An attitude of not dwelling on the past or sweating the small stuff has helped Able Seaman Boatswains Mate Cooper Blackwood walk again after a paralysing accident.
Able Seaman Blackwood’s life changed in an instant while he was on holiday in Bali early last year.
The former lifeguard and representative swimmer for Toowoomba Grammar School in Queensland sustained the paralysing injury when he dived into a swimming pool.
A year later, he is out of his wheelchair and on his feet.
Accompanied by his parents Karen and Darren Blackwood, Able Seaman Blackwood recently walked into HMAS Moreton to visit his previous personnel support unit divisional officer, Chief Petty Officer Matthew Jarvis, who supported him in his recovery.
Able Seaman Blackwood said he remembers diving into the pool, then all he could feel was a strange sensation of vibrations and tingling from his chest down.
He was paralysed, with minimal movement in his arms, but managed to surface to take a breath and call for help.
His friends reacted quickly, keeping Able Seaman Blackwood’s head and body stable and their constant words of support kept him focused during the hour-long wait for the ambulance.
Able Seaman Blackwood had suffered a cervical fracture, dislocating the C5-C6 vertebrae, which meant immediate surgery was imperative.

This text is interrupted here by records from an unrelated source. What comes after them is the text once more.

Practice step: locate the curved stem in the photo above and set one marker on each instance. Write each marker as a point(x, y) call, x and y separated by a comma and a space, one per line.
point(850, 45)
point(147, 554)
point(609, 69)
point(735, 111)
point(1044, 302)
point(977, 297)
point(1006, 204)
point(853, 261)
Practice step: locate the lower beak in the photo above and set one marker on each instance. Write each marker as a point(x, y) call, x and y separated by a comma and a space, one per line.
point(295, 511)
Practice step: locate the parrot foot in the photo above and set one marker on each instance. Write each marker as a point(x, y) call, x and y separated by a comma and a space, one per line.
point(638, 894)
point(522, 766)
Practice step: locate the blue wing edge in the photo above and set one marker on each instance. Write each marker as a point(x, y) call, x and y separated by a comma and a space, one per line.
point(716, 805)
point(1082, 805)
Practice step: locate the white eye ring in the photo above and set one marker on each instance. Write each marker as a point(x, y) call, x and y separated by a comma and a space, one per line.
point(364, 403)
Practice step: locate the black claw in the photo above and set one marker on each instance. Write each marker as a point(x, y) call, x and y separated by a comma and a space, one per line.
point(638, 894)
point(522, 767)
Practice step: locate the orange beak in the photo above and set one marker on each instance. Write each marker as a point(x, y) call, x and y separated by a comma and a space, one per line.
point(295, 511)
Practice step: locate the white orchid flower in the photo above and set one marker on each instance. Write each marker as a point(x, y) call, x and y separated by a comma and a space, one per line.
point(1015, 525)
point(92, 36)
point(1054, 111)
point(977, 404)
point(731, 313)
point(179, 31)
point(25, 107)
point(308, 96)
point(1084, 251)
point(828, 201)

Surgeons successfully fused the C5-C6 vertebrae and installed a plate and four screws in the front of his spine.
Two rods and a further four screws were inserted in the back of the spine and a wedge replaced a ruptured disc.
An interspinous ligament also required suturing.
The enormity of the accident hit home when Able Seaman Blackwood woke from surgery to find a tube was helping him breathe.
The ADF worked quickly to have Able Seaman Blackwood's parents flown to Bali to be by their son’s side.
The next hurdle was getting him and his family back to Australia, which was made more difficult because of the bushfires raging at the time.
With the help of Air Ambulance Australasia, they were flown to Brisbane and Able Seaman Blackwood began his recovery at the Princess Alexandra Hospital’s spinal unit.
Able Seaman Blackwood said he had no idea what life without movement would be like.
“My mum moved down from Rockhampton and was here with me every day and had to learn how to use the hoist to be able to lift me,” he said.
“I couldn’t move, I couldn’t brush my teeth or go to the toilet. I needed help with absolutely everything.
“When I finally gained use of my arms, I got an electric toothbrush and could use it with both hands.
“Water had to be squirted in my mouth with a tube, and then sucked out, as I couldn’t just simply roll my head over to spit the water out.”
When Able Seaman Blackwood was able to go outside in his wheelchair to get some sunshine, he said it was a painful process.
“It was nice to get out, but my head felt so heavy and the pain from my surgery meant I could only do 30 minutes at a time,” Able Seaman Blackwood said.
Intensive physiotherapy was a daily routine and it was a month before he could finally see an encouraging wobble in his knee.
He said he believed he wouldn’t be where he was today without the support he received from the time he was injured through to his recovery.
“The help I have had throughout has been amazing, including things I didn’t even know were available, such as ‘keeping watch’ and the mental health support available,” he said.
“Even just things like paperwork. Chief Petty Officer Jarvis took care of everything for me.
“He wanted me to just focus on my recovery and I was able to do that with his support.
“My recovery would not be where it is now if it wasn’t for all of this.”
Able Seaman Blackwood's parents agreed.
They said the help received from the ADF and Navy was brilliant and they could not thank them enough.
“I am so grateful Cooper had the foresight to get holiday insurance, otherwise this could look very different financially for our family,” Darren Blackwood said.
Able Seaman Blackwood’s main focus now is his recovery and maintaining a forward-looking attitude.
As the saying goes, you have to learn to walk before you can run.
That is something Able Seaman Blackwood can attest to as he took one focused step at a time and has now achieved his goal of running again.
“You can’t dwell on the past; it will get you down in the dumps and you won’t get progress from that,” he said.
“I just keep looking ahead and what is the best outcome for the rest of my life.
“I am at the gym most days and still doing rehab.
“I still have people I don’t know reaching out to me and encouraging me. It’s great.
“I am very lucky.
“Being in the spinal unit at the Princess Alexandra, you see a lot and it has made me realise how lucky I am.”